Re: [RFC PATCH 1/2] locking: add mutex_lock_nospin()

From: Yafang Shao

Date: Wed Mar 04 2026 - 09:45:46 EST

On Wed, Mar 4, 2026 at 8:41 PM Peter Zijlstra <peterz@xxxxxxxxxxxxx> wrote:
>
> On Wed, Mar 04, 2026 at 07:52:06PM +0800, Yafang Shao wrote:
> > On Wed, Mar 4, 2026 at 6:11 PM Peter Zijlstra <peterz@xxxxxxxxxxxxx> wrote:
> > >
> > > On Wed, Mar 04, 2026 at 05:37:31PM +0800, Yafang Shao wrote:
> > > > On Wed, Mar 4, 2026 at 5:03 PM Peter Zijlstra <peterz@xxxxxxxxxxxxx> wrote:
> > > > >
> > > > > On Wed, Mar 04, 2026 at 03:46:49PM +0800, Yafang Shao wrote:
> > > > > > Introduce mutex_lock_nospin(), a helper that disables optimistic spinning
> > > > > > on the owner for specific heavy locks. This prevents long spinning times
> > > > > > that can lead to latency spikes for other tasks on the same runqueue.
> > > > >
> > > > > This makes no sense; spinning stops on need_resched().
> > > >
> > > > Hello Peter,
> > > >
> > > > The condition to stop spinning on need_resched() relies on the mutex
> > > > owner remaining unchanged. However, when multiple tasks contend for
> > > > the same lock, the owner can change frequently. This creates a
> > > > potential TOCTOU (Time of Check to Time of Use) issue.
> > > >
> > > > mutex_optimistic_spin
> > > > owner = __mutex_trylock_or_owner(lock);
> > > > mutex_spin_on_owner
> > > > // the __mutex_owner(lock) might get a new owner.
> > > > while (__mutex_owner(lock) == owner)
> > > >
> > >
> > > How do these new owners become the owner?
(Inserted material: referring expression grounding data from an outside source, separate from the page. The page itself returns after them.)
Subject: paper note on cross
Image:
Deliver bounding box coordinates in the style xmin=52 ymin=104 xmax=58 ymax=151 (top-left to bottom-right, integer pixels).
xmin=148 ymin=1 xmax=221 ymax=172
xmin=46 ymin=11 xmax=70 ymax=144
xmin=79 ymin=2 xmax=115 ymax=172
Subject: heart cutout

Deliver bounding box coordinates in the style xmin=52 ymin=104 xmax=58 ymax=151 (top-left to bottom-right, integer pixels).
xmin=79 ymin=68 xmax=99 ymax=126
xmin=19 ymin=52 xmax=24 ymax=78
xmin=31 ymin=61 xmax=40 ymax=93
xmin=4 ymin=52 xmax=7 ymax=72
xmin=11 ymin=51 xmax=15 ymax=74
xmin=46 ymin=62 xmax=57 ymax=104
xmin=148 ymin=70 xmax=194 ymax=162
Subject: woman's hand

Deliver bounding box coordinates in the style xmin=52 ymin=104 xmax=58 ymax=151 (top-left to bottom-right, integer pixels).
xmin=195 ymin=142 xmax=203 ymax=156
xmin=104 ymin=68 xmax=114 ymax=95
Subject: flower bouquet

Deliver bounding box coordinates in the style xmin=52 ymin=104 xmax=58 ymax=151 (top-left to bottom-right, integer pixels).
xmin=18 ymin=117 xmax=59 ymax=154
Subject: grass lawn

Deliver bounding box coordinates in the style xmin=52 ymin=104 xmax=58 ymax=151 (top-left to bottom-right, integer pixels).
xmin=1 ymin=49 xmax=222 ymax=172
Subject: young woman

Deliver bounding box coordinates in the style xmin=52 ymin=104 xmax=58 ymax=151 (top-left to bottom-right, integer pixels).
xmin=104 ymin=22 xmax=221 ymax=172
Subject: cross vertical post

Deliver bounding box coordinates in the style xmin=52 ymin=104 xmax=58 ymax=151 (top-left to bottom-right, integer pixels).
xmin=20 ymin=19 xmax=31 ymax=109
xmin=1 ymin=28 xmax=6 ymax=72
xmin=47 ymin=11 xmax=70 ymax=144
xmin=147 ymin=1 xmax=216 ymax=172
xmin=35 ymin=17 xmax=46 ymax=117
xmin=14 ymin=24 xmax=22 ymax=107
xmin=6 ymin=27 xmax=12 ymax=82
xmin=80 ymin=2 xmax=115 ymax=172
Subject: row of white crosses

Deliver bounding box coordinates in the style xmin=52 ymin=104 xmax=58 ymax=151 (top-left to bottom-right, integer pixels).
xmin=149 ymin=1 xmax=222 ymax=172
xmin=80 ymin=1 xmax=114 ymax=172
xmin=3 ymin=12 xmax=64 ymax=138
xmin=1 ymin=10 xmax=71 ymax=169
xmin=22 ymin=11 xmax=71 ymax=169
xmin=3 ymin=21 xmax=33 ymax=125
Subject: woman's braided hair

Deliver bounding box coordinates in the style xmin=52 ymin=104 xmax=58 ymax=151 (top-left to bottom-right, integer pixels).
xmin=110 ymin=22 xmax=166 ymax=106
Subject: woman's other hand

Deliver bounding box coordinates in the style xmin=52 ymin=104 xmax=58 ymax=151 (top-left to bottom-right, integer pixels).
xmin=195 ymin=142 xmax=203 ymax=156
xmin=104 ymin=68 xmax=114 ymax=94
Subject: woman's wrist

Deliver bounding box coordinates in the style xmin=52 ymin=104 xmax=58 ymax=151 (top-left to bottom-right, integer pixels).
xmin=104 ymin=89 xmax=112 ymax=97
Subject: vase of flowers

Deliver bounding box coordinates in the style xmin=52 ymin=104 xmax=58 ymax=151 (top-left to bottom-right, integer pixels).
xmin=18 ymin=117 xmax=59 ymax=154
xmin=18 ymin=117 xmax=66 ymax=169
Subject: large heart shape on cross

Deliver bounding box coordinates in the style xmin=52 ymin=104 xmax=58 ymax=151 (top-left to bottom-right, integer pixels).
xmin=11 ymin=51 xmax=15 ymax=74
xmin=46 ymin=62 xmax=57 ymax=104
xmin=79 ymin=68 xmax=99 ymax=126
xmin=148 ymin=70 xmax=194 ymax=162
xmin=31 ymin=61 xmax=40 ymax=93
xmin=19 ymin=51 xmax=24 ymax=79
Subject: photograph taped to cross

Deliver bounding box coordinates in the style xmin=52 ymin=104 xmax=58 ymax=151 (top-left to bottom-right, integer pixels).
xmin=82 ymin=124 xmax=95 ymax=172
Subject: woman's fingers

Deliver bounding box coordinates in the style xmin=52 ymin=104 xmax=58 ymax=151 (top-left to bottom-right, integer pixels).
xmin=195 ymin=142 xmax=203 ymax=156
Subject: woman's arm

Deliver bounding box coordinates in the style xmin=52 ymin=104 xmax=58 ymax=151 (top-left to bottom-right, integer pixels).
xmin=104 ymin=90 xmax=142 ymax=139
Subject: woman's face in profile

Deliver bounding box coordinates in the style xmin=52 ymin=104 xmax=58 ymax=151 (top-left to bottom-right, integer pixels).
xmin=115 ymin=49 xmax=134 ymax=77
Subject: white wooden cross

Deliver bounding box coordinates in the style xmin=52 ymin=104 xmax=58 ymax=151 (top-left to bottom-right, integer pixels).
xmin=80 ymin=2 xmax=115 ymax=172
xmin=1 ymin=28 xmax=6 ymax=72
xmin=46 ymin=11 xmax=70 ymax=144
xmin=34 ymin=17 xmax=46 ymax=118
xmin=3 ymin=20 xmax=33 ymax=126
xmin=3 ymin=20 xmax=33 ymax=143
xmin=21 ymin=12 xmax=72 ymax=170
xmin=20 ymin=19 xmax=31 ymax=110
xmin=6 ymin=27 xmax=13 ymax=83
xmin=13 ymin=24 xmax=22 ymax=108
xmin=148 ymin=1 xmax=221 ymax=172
Are they succeeding the
> > > __mutex_trylock() that sits before mutex_optimistic_spin() and
> > > effectively starving the spinner?
> > >
> > > Something like the below would make a difference if that were so.
> >
> > The following change made no difference; concurrent runs still result
> > in prolonged system time.
> >
> > real 0m5.265s user 0m0.000s sys 0m4.921s
> > real 0m5.295s user 0m0.002s sys 0m4.697s
> > real 0m5.293s user 0m0.003s sys 0m4.844s
> > real 0m5.303s user 0m0.001s sys 0m4.511s
> > real 0m5.303s user 0m0.000s sys 0m4.694s
> > real 0m5.302s user 0m0.002s sys 0m4.677s
> > real 0m5.313s user 0m0.000s sys 0m4.837s
> > real 0m5.327s user 0m0.000s sys 0m4.808s
> > real 0m5.330s user 0m0.001s sys 0m4.893s
> > real 0m5.358s user 0m0.005s sys 0m4.919s
> >
> > Our kernel is not built with CONFIG_PREEMPT enabled, so prolonged
> > system time can lead to CPU pressure and potential latency spikes.
> > Since we can reliably reproduce this unnecessary spinning, why not
> > improve it to reduce the overhead?
>
> If you cannot explain what the problem is (you haven't), there is
> nothing to fix.
>
> Also, current kernels cannot be build without PREEMPT; and if you care
> about latency running a PREEMPT=n kernel is daft. That said,
> TIF_NEED_RESCHED should work irrespective of PREEMPT settings, the
> PREEMPT settings just affect when and how you end up in schedule().
>
> Even without PREEMPT, if there is a task waiting either the wakeup or
> the tick will set TIF_NEED_RESCHED and it should stop spinning. If there
> is no task waiting, there is no actual latency, just burning CPU time,
> and that isn't a problem per-se.
>
> What should happen is that the first spinner gets the lock next, the
> next spinner is then promoted to first spinner and so on.
>
> This chain continues, which means the lock owner is always
> on-cpu and good progress is being made and there is no CPU contention,
> or the spinner gets marked for preemption (as said, this does not
> require PREEMPT=y) and will stop spinning and go sleep, or the owner
> goes to sleep and all the spinners stop and also go sleep.
>
> Again, you have not said anything specific enough to figure out what
> happens on your end. You said the owner changes, this means there is
> progress made. What isn't clear is if any one particular spinner is
> starved (that would be a problem)

As far as I can tell, no spinner is starved. The spinner and the
impacted task are interleaved, which is expected behavior.

> or if this latency spike you observe
> is worse than would be from running a while(1) loop, in which case,
> that's just how it is.

The latency spike occurs because the impacted task must wait for the
spinner to voluntarily yield the CPU. In effect, the spinner behaves
similarly to a while (1) {} loop.

So the real problem here is that we should avoid unnecessary spinning.
Is there any reason we have to spin to speed up the ftrace_lock? I
believe not.

>
> What is not sane, is marking random locks with random properties just
> because random workload.

--
Regards
Yafang